しばらく歩くと大階段に出て、進んだ先にある左右に別れた階段を左に進んでいく。登り切った先の道を真っ直ぐ歩くと、前から女性が歩いてきた。燃えるような真っ赤な髪に、真っ赤なシンプルなタイトドレス。マントを肩から羽織るだけの状態で、堂々たる姿で歩いていた。こちらに気付いて不敵な笑みを浮かべるが、妖艶さというよりも挑発的なものだった。

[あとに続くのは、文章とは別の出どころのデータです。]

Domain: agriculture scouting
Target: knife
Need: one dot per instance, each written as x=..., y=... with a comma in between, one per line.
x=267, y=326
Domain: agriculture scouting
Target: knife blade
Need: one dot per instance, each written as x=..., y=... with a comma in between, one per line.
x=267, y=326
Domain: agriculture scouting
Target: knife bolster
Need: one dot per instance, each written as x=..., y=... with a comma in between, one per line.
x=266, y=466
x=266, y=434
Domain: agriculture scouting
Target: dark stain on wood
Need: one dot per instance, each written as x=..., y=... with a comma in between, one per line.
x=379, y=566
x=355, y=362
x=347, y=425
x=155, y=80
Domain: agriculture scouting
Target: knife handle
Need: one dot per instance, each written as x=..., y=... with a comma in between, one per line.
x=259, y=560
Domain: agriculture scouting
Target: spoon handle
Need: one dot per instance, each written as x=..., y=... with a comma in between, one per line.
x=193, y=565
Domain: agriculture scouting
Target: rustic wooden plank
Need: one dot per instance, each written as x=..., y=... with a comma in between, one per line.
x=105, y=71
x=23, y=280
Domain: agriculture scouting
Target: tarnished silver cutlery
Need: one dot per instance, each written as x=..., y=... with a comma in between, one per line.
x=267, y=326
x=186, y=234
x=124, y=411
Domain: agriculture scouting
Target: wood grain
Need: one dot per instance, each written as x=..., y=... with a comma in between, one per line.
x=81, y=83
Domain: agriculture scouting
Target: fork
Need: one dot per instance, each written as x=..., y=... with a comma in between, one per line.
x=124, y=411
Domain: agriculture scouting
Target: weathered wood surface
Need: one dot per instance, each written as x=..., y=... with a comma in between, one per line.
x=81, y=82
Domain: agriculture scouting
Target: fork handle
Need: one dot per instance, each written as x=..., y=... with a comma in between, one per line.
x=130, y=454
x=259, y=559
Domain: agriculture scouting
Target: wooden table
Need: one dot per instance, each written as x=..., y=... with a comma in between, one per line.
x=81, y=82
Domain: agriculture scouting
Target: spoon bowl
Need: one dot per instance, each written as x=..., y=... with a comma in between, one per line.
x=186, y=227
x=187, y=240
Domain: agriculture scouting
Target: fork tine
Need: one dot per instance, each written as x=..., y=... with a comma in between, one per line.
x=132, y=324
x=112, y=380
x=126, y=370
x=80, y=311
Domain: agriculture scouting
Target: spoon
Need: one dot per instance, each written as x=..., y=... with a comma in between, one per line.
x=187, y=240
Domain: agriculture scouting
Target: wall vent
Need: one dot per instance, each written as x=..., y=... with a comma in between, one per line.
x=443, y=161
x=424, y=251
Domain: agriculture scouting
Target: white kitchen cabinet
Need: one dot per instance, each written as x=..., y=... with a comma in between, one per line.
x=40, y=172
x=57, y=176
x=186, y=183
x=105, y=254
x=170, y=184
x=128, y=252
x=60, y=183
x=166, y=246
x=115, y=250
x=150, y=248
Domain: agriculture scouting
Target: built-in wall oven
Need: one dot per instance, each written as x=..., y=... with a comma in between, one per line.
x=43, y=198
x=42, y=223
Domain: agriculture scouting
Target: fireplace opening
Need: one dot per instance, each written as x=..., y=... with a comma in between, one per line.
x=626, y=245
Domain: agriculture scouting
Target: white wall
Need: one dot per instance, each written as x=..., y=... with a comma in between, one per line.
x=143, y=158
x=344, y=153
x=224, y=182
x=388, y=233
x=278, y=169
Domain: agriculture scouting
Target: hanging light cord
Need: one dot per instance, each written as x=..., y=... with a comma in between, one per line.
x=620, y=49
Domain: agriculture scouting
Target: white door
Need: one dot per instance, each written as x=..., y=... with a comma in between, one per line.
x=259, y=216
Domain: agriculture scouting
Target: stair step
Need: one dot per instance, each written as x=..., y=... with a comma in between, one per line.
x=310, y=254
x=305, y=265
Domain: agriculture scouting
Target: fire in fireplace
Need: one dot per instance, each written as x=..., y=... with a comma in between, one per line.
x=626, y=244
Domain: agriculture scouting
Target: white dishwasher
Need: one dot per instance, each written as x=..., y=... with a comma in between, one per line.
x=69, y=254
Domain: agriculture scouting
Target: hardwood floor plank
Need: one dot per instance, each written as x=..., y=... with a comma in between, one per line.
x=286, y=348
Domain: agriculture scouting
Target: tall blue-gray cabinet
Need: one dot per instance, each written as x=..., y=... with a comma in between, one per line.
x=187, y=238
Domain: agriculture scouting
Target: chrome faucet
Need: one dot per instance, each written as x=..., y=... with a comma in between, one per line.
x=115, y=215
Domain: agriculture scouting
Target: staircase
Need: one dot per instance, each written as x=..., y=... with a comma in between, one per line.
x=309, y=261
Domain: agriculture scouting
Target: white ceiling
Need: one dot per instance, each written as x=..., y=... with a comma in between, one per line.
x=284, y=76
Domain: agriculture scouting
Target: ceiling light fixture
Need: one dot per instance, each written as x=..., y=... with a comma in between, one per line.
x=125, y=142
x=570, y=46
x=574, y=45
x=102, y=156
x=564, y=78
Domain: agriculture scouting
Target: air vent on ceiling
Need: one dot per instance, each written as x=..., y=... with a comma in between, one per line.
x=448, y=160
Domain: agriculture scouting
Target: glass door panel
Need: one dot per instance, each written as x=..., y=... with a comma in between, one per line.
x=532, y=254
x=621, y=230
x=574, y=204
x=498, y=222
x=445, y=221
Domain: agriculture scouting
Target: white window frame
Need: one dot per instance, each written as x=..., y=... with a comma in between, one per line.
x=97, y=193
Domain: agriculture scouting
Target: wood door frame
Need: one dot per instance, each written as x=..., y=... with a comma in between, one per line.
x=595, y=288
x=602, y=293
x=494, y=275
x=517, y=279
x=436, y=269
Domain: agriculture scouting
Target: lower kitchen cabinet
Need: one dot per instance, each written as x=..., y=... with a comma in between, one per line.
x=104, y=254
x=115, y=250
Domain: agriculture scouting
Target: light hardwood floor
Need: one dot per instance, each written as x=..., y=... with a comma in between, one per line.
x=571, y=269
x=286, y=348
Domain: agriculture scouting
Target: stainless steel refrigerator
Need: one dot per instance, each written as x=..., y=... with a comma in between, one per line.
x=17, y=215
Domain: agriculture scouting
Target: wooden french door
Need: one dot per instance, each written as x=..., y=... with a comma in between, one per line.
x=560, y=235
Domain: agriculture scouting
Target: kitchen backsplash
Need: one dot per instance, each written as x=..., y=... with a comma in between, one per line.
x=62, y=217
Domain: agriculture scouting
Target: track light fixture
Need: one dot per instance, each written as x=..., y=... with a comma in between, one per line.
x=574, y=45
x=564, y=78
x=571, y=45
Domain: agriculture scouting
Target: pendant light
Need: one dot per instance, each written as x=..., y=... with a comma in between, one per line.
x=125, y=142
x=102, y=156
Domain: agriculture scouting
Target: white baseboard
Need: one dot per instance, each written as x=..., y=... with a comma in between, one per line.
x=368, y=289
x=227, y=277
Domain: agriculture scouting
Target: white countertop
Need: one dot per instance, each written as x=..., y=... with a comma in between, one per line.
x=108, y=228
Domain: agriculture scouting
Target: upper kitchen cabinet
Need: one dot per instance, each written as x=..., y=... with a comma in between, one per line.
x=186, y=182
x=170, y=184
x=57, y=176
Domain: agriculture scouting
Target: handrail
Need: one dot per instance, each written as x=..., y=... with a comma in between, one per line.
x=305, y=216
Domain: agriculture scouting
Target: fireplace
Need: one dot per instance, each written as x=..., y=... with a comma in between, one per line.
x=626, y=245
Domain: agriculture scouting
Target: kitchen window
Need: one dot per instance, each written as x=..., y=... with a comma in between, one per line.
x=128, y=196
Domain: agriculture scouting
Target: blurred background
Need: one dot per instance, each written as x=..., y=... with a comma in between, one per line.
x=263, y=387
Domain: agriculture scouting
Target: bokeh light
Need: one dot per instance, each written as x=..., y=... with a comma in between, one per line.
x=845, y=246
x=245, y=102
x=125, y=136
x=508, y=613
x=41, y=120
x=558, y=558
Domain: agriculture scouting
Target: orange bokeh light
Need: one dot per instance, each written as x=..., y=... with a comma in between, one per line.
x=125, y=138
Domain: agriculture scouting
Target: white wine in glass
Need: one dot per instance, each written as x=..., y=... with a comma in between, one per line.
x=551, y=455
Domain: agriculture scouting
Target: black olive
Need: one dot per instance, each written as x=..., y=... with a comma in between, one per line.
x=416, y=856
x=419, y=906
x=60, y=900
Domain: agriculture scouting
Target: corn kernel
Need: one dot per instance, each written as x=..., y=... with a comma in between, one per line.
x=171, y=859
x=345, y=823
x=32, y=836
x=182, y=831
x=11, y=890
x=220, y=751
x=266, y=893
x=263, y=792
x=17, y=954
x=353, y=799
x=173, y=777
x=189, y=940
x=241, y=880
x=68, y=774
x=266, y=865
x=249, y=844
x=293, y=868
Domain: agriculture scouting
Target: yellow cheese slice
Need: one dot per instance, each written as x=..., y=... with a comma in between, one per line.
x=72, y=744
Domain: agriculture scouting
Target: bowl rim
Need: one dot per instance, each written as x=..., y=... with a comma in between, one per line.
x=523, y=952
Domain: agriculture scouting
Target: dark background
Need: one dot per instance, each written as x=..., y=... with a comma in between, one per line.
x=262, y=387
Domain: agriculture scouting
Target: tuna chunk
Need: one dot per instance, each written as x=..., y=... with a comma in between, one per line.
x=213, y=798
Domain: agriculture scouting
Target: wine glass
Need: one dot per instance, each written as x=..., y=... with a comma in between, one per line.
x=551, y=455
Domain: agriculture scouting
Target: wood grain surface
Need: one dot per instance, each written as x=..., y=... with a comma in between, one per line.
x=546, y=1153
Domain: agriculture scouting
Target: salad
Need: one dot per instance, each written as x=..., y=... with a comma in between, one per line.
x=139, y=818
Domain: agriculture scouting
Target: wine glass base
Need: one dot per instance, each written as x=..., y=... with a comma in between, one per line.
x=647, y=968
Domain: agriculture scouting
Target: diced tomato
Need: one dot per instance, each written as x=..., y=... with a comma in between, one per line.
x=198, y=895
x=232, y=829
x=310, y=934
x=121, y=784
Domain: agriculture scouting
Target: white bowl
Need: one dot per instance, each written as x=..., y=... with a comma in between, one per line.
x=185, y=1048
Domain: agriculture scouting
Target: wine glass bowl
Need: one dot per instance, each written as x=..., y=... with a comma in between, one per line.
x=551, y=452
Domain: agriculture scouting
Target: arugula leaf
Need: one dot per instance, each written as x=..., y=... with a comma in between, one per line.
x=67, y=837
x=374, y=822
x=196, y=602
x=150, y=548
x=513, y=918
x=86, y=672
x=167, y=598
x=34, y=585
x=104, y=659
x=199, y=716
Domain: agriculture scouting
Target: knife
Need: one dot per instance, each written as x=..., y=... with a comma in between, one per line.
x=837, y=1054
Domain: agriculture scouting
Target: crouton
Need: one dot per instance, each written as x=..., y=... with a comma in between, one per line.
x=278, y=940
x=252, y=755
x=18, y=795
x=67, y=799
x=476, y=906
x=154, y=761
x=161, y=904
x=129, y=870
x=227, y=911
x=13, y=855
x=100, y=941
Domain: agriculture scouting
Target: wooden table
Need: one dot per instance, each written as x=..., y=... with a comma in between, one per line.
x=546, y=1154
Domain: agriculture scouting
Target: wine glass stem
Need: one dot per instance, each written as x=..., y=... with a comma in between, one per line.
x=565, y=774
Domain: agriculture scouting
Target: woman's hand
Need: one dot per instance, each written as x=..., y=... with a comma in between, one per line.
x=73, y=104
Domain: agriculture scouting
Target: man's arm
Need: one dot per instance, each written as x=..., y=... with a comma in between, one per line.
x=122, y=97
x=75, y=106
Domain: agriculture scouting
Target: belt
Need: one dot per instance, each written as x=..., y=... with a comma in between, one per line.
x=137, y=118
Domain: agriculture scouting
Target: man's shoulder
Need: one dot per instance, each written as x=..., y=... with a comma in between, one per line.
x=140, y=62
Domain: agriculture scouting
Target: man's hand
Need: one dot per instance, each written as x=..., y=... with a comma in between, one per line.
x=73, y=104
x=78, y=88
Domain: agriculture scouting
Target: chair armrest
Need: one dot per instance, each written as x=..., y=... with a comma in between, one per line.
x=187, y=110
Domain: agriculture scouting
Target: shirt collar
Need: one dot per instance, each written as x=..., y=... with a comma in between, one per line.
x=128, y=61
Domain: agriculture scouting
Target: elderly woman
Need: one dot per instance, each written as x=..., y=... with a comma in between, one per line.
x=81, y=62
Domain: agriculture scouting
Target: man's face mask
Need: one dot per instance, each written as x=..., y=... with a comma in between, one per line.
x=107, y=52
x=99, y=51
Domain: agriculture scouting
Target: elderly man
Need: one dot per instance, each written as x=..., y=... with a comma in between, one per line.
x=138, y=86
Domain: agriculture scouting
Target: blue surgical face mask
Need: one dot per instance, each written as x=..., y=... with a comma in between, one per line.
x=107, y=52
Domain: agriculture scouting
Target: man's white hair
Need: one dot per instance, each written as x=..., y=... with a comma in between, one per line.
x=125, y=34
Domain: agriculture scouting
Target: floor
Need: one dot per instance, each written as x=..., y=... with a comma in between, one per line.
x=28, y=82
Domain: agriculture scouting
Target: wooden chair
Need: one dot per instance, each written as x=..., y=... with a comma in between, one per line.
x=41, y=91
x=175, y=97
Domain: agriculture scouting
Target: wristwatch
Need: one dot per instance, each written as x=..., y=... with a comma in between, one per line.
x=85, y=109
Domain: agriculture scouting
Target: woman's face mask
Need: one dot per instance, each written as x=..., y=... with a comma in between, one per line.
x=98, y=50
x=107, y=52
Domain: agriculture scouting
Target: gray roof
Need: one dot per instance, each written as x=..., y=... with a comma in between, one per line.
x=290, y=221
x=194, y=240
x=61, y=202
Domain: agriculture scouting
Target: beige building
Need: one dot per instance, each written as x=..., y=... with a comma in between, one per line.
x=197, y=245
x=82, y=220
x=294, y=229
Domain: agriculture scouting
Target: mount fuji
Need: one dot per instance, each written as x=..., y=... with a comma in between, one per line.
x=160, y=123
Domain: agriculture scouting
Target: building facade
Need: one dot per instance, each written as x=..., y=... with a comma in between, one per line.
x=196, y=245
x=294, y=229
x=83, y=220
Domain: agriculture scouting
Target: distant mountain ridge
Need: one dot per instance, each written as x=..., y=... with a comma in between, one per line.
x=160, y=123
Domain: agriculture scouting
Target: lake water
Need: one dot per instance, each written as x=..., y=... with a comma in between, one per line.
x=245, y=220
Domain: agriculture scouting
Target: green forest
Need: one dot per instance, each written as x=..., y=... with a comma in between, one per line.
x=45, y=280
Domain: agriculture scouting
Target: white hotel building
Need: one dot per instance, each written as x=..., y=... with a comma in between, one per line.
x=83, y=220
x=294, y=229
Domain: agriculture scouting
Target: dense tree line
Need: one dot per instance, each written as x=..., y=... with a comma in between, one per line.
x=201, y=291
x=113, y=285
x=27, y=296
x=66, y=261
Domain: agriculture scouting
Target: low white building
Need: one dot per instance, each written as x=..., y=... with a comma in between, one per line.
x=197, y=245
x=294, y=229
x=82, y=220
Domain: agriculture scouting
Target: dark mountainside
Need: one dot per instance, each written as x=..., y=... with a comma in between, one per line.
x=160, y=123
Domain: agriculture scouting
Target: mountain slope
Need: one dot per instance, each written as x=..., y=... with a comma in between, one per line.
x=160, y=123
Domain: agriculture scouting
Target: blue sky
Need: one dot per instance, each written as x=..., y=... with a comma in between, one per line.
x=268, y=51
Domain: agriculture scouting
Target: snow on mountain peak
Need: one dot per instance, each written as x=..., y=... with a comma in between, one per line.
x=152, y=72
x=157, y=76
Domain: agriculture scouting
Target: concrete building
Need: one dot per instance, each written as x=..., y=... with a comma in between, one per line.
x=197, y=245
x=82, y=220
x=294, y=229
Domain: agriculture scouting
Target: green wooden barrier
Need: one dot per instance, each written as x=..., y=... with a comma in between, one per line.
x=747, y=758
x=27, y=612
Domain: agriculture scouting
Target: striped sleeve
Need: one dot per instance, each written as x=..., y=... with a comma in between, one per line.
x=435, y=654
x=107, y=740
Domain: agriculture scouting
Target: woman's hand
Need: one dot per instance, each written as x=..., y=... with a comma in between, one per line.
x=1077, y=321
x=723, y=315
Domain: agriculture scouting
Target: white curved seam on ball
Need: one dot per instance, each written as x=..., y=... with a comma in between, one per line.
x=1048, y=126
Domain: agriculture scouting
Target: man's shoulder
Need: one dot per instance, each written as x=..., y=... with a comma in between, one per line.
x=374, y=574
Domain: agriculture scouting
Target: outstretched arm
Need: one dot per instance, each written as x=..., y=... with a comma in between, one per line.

「こんなところで会うなんて、珍しいじゃない。また出兵しないつもり?」
嘲笑いながら言われる。
「命を狩るのが私達の使命よ?」
楽しそうに言う彼女には答えず、横を通り抜け様に言った言葉を聞いた途端、彼女は不快そうに顰めた。アレは悪魔の端くれにも劣る、と。
「悪魔に善など不要。お前もそのうち解るわ」
その声は遠ざかる。歩みを止めない俺に、更に彼女は言った。
「魔王陛下への忠義を尽くせ。さもなければ、私がお前を殺す!」
歩みを止め、振り返る。
「私の忠義は魔王に向くことはない。私はお前達とは違うのだ」
その言葉を聞いた途端、彼女は怒りで体から魔力を放出した。手には特徴的な形の杖を持ち、その先端が青白く光って槍になる。彼女はそれをこちらに向けた。
「一度お前と戦ってみたかったのよね。古の――」
「止めろ!!」
彼女が言った言葉の最後が聞き取れないまま、誰かの静止が響く。何者も従わざるを得ない重圧に、すぐさま傅く。
「アリア、誰が許可した? 私の言葉を忘れたのか?」
「!? 申し訳ございません。魔王陛下」
同じく傅いた彼女は、深く頭を垂れる。そして魔王は、こちらに向けて言った。
「アフィロディア、私はお前の忠義など期待していない。ただお前は、お前の役目を果たせ。必ず見つけろ。世界のために」
そんなことは言われなくても分かっている。誰よりもそれを願っているのは”私”なのだから……
ぶつりと、映像が途切れる。頭の中で声が響いた。
『お前にはまだ早い……眠れ。夢を見ずに……』
優しい声。それは、アフィロディアと呼ばれた人と同じ声だった。